В начале октября, когда листья начали приобретать причудливые красные и золотые оттенки и осень вовсю воцарилась на земле, Мэтти, неся на бедре своего краснощекого малыша, доставила госпоже еще одно письмо от Кэт. В нем сообщалось о том, что королева родила принца.

— Его нарекут в честь короля Артура, — сказала Кейт. — Многообещающее имя. — Тюдор наверняка вознамерился создать великую династию. — Голос ее звучал саркастически.

В ноябре Кейт поняла, что снова беременна.

«Наконец-то у моего отца появится внук», — подумала она и с радостным сердцем решила опять взяться за перо и бумагу.

Беременность придала ей сил, она вновь почувствовала надежду: теперь у нее появилось что-то, ради чего стоило жить.

— Я жду ребенка, — сообщила Кейт Уильяму, когда тот пришел к ней в следующий раз.

Он неторопливо кивнул, долго молчал, а затем сказал:

— Ну что же, это хорошая новость. Тогда я не буду беспокоить тебя сегодня.

И во все другие вечера, с благодарностью подумала она. По крайней мере, пока она будет носить его семя. Уильяму слишком хотелось стать отцом, чтобы нарушить этот запрет. Но он, казалось, колебался, не спешил уходить от жены.

— Ты себя нормально чувствуешь? — неуверенно спросил Уильям. Конечно, заботился он вовсе не о ней, а о долгожданном сыне.

— Да, милорд, благодарю вас. Немного подташнивает по утрам, как и прежде, но это не страшно.

— Ну ладно, — сказал муж, все еще медля. — Если тебе вдруг что-то понадобится, дай мне знать. — И Уильям ушел. Это были первые добрые слова, которые Кейт услышала от него за последний год.
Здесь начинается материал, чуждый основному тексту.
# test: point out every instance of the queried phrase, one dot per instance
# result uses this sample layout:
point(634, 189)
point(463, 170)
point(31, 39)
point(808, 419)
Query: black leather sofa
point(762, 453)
Однако она не обольщалась: наверняка такими же заботами он окружил бы и свою кобылу, если бы та носила жеребенка.


В конце месяца в Раглан приехал возчик, который сообщил странные новости.

— Точно известно, что юный граф Уорик бежал из Тауэра, — рассказывал он собравшейся вокруг него во дворе толпе. — Об этом говорят повсюду. И похоже, он намерен свергнуть короля Генриха!

— Я в это не верю, — сказала Кейт Мэтти, когда они двинулись прочь. — У несчастного Уорика просто мозгов не хватит затеять мятеж.

— А что, если его используют другие? — задумчиво проговорила Мэтти. — Такое уже бывало, миледи, вы же знаете.

— Но неужели люди и вправду предпочтут беднягу Уорика, слабоумного одиннадцатилетнего мальчика, Генриху Тюдору, человеку зрелому и опытному в государственных делах?

— Людям не нравится, когда прав тот, у кого больше прав, — веско заявила Мэтти.

— Не думаю, что людей это волнует, пока нет войны и налоги не слишком обременительны, — ответила Кейт.

Она чувствовала себя усталой: беременность поглощала все ее силы. Кейт в последнее время, казалось, только и делала, что отдыхала. А Уильям так волновался за будущего ребенка, что не возражал.

Он стал по отношению к ней более добрым, не таким непримиримым, как раньше. Да и свекровь тоже смягчилась: между женщинами возродилось что-то похожее на их прежние доверительные отношения. Вернулась к ней и Элизабет, искавшая ее дружбу. Время — великий целитель, думала Кейт, и эта беременность принесла определенные радости. Но больше всего на свете ей по-прежнему хотелось еще раз увидеть лицо Джона.


Наступило и прошло Рождество, на сей раз более веселое, чем в прошлом году. Потом потянулись тоскливые недели января, когда земля была покрыта снегом, а крестьяне сидели по домам, поглощая свои припасы, и с нетерпением ожидали февраля, а с ним — Пахотного понедельника.[74]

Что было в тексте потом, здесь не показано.